Cysticerus fasciolaris, in the liver of the rat and mouse, is the larval stage of Taenia taeniaeformis (crassicollis) in the intestine of the cat. Infestation of the rat results from accidental ingestion of the onchospheres in the feces of the cat. These penetrate the intestinal wall of the rat, reach the liver via the portal system, and eventually develop into long strobilate cysticerci in connective tissue cysts of host origin. When ingested by the cat these mature in the intestine.

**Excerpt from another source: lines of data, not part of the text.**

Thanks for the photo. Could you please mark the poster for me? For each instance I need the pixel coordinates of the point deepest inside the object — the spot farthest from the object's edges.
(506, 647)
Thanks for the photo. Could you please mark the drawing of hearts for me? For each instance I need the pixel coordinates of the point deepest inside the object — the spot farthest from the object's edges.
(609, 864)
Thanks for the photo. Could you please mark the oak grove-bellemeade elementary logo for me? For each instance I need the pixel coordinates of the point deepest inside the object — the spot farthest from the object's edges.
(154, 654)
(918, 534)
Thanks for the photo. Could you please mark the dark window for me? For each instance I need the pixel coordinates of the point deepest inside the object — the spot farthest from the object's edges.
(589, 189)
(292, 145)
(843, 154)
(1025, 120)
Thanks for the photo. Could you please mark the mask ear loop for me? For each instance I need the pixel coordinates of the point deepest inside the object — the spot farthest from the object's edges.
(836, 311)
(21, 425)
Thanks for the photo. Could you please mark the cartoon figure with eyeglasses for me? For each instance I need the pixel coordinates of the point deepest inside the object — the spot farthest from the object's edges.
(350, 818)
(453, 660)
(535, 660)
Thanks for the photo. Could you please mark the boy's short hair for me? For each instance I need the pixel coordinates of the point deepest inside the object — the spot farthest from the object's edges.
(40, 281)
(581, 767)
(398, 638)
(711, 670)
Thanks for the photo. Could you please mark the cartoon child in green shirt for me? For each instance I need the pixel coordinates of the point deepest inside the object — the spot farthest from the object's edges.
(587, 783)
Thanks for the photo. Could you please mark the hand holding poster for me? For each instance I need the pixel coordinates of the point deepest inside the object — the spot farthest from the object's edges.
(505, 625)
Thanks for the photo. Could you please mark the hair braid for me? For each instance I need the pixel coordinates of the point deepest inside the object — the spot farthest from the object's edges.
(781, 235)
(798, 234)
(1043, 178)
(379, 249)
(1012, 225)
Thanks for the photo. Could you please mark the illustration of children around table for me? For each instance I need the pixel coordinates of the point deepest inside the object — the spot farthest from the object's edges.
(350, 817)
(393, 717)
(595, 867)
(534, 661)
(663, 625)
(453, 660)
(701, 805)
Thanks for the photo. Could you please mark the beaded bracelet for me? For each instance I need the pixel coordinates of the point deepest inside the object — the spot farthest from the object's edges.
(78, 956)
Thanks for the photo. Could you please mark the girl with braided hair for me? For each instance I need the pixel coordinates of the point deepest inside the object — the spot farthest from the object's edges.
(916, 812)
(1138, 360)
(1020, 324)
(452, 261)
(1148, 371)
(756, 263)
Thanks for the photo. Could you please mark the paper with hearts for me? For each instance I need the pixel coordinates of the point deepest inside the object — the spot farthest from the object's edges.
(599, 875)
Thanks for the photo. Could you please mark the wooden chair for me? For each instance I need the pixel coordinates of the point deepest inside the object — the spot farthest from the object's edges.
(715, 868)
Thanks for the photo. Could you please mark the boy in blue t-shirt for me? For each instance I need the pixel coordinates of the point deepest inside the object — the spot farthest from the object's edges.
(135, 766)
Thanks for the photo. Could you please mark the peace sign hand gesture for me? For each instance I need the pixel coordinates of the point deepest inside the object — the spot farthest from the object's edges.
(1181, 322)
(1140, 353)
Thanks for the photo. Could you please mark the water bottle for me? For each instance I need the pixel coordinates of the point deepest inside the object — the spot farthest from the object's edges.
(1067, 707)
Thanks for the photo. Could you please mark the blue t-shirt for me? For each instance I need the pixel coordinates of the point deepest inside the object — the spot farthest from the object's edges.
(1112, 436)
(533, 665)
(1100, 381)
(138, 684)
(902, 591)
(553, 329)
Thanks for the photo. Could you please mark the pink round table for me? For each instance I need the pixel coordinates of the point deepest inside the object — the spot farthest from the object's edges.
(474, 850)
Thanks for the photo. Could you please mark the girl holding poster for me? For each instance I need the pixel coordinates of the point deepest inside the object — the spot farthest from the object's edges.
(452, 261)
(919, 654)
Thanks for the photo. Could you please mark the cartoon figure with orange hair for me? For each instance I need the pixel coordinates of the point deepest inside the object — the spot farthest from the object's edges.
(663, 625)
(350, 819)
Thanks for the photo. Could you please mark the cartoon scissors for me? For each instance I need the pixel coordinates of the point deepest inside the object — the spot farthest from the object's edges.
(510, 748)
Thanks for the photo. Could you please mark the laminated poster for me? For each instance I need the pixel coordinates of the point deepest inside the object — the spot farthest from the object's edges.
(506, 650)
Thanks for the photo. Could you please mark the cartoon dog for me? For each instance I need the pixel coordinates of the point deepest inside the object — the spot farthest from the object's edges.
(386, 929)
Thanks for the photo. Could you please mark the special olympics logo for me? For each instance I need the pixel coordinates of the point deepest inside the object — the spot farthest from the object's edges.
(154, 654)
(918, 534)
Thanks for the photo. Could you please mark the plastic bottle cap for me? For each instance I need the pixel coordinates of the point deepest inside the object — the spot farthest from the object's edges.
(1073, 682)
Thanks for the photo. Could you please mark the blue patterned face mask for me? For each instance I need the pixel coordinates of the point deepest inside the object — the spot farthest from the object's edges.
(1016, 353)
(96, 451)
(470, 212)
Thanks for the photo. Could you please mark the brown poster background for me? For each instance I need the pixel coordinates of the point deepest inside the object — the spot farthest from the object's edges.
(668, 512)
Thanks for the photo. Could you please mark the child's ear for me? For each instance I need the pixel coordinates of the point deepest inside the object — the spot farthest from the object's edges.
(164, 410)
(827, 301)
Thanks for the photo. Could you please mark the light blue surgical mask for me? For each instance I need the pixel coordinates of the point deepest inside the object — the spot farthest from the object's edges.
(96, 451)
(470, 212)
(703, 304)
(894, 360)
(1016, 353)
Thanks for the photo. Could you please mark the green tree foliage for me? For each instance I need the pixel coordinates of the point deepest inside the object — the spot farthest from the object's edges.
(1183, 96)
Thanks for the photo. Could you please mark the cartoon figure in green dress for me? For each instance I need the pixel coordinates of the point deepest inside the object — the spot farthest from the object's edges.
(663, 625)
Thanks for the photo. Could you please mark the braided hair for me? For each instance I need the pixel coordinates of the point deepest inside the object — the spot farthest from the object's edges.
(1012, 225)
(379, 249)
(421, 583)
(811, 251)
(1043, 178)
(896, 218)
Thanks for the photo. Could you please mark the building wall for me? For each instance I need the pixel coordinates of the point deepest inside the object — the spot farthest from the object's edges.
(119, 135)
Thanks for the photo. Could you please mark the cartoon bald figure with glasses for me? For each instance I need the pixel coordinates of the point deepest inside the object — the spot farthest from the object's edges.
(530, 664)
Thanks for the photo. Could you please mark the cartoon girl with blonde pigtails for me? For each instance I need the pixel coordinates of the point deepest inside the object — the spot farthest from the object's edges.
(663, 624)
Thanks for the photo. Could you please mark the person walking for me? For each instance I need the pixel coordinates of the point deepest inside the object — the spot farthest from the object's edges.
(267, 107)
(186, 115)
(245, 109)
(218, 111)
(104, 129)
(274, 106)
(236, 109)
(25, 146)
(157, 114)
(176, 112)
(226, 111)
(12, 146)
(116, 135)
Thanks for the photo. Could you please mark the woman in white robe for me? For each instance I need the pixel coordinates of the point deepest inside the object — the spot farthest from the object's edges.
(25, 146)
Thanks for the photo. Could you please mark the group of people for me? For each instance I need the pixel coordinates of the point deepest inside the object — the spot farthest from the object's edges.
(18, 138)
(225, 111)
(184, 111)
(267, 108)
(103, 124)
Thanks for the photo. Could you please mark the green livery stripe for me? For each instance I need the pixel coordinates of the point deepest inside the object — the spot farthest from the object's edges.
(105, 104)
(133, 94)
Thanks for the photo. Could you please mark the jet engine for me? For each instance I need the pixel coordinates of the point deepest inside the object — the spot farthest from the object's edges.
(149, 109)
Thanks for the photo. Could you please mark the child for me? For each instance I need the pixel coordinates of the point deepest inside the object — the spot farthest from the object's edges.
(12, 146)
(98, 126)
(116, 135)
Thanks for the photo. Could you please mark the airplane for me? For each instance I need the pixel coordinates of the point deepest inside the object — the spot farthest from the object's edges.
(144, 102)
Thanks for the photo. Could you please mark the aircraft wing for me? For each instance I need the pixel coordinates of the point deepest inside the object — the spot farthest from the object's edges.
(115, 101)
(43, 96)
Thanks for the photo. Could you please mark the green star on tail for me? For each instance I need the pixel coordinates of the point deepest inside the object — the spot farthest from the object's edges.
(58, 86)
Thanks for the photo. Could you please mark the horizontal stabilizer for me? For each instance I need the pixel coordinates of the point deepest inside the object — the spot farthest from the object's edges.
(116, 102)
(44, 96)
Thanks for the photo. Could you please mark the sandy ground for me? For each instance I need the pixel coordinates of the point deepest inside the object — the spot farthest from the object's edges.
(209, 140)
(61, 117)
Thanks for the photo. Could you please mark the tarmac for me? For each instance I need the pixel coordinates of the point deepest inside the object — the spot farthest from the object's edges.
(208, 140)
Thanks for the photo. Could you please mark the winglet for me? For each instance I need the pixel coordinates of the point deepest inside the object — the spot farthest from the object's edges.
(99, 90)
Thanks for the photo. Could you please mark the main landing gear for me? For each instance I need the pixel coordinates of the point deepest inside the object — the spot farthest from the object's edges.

We have succeeded in immunizing the white rat by periodic injections of dried pulverized worm material as a 1% suspension in 0.1% HCl. Small quantities were injected intraperitoneally at 2 or 3 day intervals, and 5 weeks after the last injection both control and immunized animals were fed equal portions of a uniform suspension of onchospheres by means of a stomach tube. After a period of a month 9 control animals had from 10-42 (average 21.4) cysts, 2-5 mm. in diameter, in the liver; while for the most part the young worms in 9 immunized animals were dead, being represented by small, well-circumscribed spots (usually 1 mm. in diameter) in the liver. The average number of these was 21.1. A few control animals also showed spots (1-12) representing degenerated worms; and a few immunized animals showed, in addition to the necrotic cysts, small numbers of living cysts, usually much smaller in size than those in control animals.